Based on the VA’s past estimates, compliance with this decision will require VA to pay from $1.8 billion to $6.5 billion in reimbursements to hundreds of thousands of veterans with reimbursement claims filed or pending during the period from 2016-2025.
This is only the second time in the CAVC’s 30-year history that it has granted a class action. In June 2019, CAVC certified its first class action in Godsey v. Wilkie, also brought by NVLSP.
History (Updated May 2020)*
On October 30, 2018, NVLSP filed a class action lawsuit in the U.S. Court of Appeals for Veterans Claims on behalf of veteran Amanda Wolfe. NVLSP asks the court in this lawsuit to overturn the thousands of VA decisions issued since January 9, 2018 that deny Ms.

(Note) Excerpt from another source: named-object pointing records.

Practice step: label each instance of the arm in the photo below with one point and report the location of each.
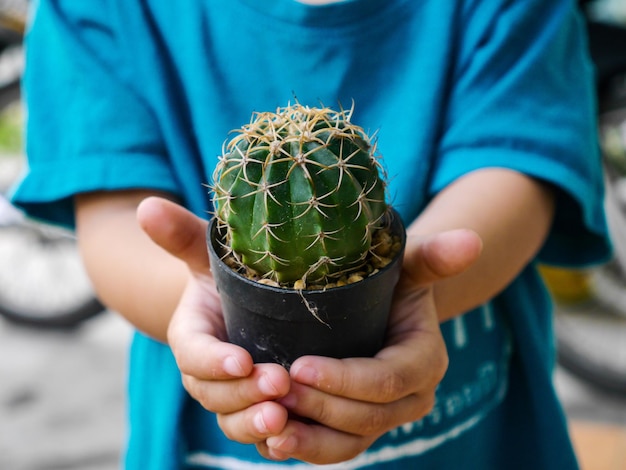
(130, 274)
(511, 213)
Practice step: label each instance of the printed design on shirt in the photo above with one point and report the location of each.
(480, 346)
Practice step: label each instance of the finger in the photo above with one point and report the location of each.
(176, 230)
(313, 443)
(435, 257)
(255, 423)
(266, 382)
(356, 417)
(408, 365)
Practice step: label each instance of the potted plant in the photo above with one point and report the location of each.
(304, 248)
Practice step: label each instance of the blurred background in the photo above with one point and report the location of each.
(63, 356)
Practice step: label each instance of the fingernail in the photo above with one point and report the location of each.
(259, 423)
(286, 444)
(232, 367)
(306, 375)
(289, 401)
(267, 387)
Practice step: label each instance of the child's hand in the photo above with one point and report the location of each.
(352, 402)
(221, 376)
(348, 403)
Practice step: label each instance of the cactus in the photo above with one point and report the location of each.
(299, 195)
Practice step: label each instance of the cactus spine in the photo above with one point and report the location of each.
(299, 195)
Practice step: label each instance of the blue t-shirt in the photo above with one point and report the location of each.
(141, 94)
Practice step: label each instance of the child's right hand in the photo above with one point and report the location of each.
(219, 375)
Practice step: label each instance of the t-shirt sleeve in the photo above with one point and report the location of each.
(523, 98)
(87, 129)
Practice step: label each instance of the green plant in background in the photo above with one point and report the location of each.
(11, 131)
(299, 195)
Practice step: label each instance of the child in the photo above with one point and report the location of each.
(485, 119)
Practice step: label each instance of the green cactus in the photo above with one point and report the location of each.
(300, 194)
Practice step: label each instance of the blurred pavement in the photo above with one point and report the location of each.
(62, 399)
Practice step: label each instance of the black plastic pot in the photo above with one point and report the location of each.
(274, 324)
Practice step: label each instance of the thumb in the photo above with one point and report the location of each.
(435, 257)
(176, 230)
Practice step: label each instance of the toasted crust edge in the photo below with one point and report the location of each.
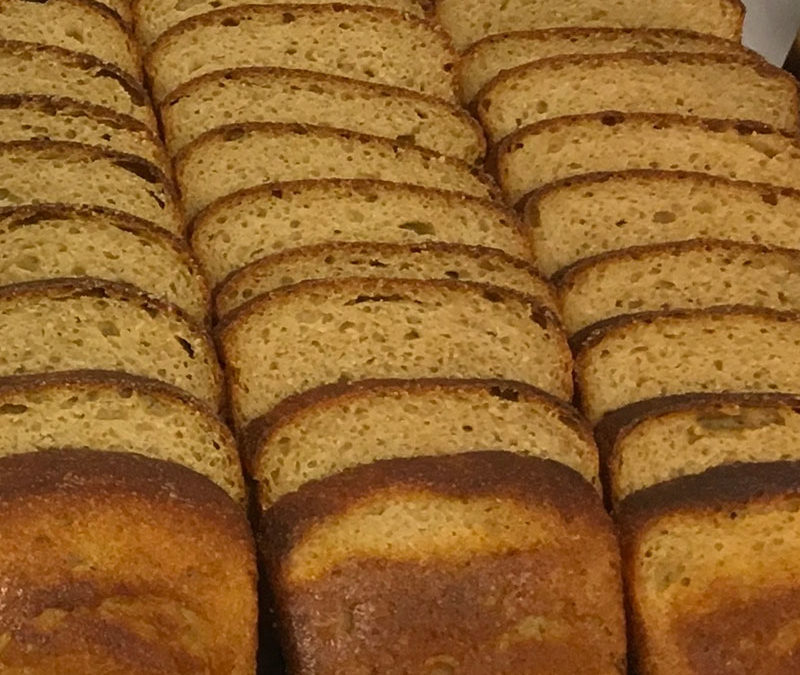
(496, 474)
(474, 252)
(276, 128)
(445, 107)
(332, 9)
(591, 336)
(259, 431)
(566, 278)
(745, 59)
(205, 216)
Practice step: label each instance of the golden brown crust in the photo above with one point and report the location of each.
(590, 336)
(112, 380)
(257, 433)
(210, 18)
(356, 248)
(769, 192)
(515, 140)
(724, 487)
(30, 214)
(136, 92)
(103, 475)
(234, 131)
(539, 313)
(527, 480)
(454, 610)
(59, 105)
(599, 32)
(279, 189)
(565, 278)
(136, 165)
(22, 216)
(615, 426)
(63, 289)
(76, 605)
(713, 637)
(626, 59)
(356, 86)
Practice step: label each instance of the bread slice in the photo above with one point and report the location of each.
(487, 58)
(239, 156)
(594, 214)
(485, 562)
(342, 330)
(119, 413)
(283, 95)
(468, 21)
(154, 17)
(27, 68)
(336, 427)
(31, 117)
(723, 349)
(88, 324)
(686, 435)
(59, 241)
(724, 86)
(693, 274)
(711, 564)
(49, 172)
(571, 146)
(399, 261)
(82, 26)
(100, 548)
(373, 44)
(242, 228)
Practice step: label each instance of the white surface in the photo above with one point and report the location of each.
(770, 27)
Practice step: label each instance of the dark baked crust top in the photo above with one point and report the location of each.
(496, 474)
(257, 433)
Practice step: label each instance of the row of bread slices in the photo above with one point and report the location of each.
(110, 384)
(381, 325)
(673, 243)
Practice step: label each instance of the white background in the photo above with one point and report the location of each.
(770, 27)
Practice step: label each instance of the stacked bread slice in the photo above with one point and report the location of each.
(127, 547)
(657, 174)
(366, 276)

Wolfe and thousands of other veterans reimbursement of the emergency medical expenses they incurred in 2018 or before in a non-VA facility. All of these cases involve veterans who have insurance that covers some, but not all of the emergency medical expenses, and the VA denies reimbursement for the expenses that are not covered by the veteran’s insurance.
This is the second time that NVLSP has filed suit in the CAVC over VA’s failure to comply with the Emergency Care Fairness Act of 2010 (ECFA). In the first lawsuit, filed in 2014, NVLSP represented Richard Staab after the VA refused to reimburse him for any portion of the $48,000 he was billed for emergency open-heart surgery simply because secondary insurance covered part of the emergency care bill. That lawsuit resulted in the CAVC invalidating the VA regulation that prohibited reimbursement for any of the veteran’s emergency medical expenses simply because some, but not all of those expenses were covered by the veteran’s insurance. According to the CAVC, Congress intended the VA to step in as a “secondary payer” where other health care insurers cover only a portion of the cost of the veteran’s emergency treatment.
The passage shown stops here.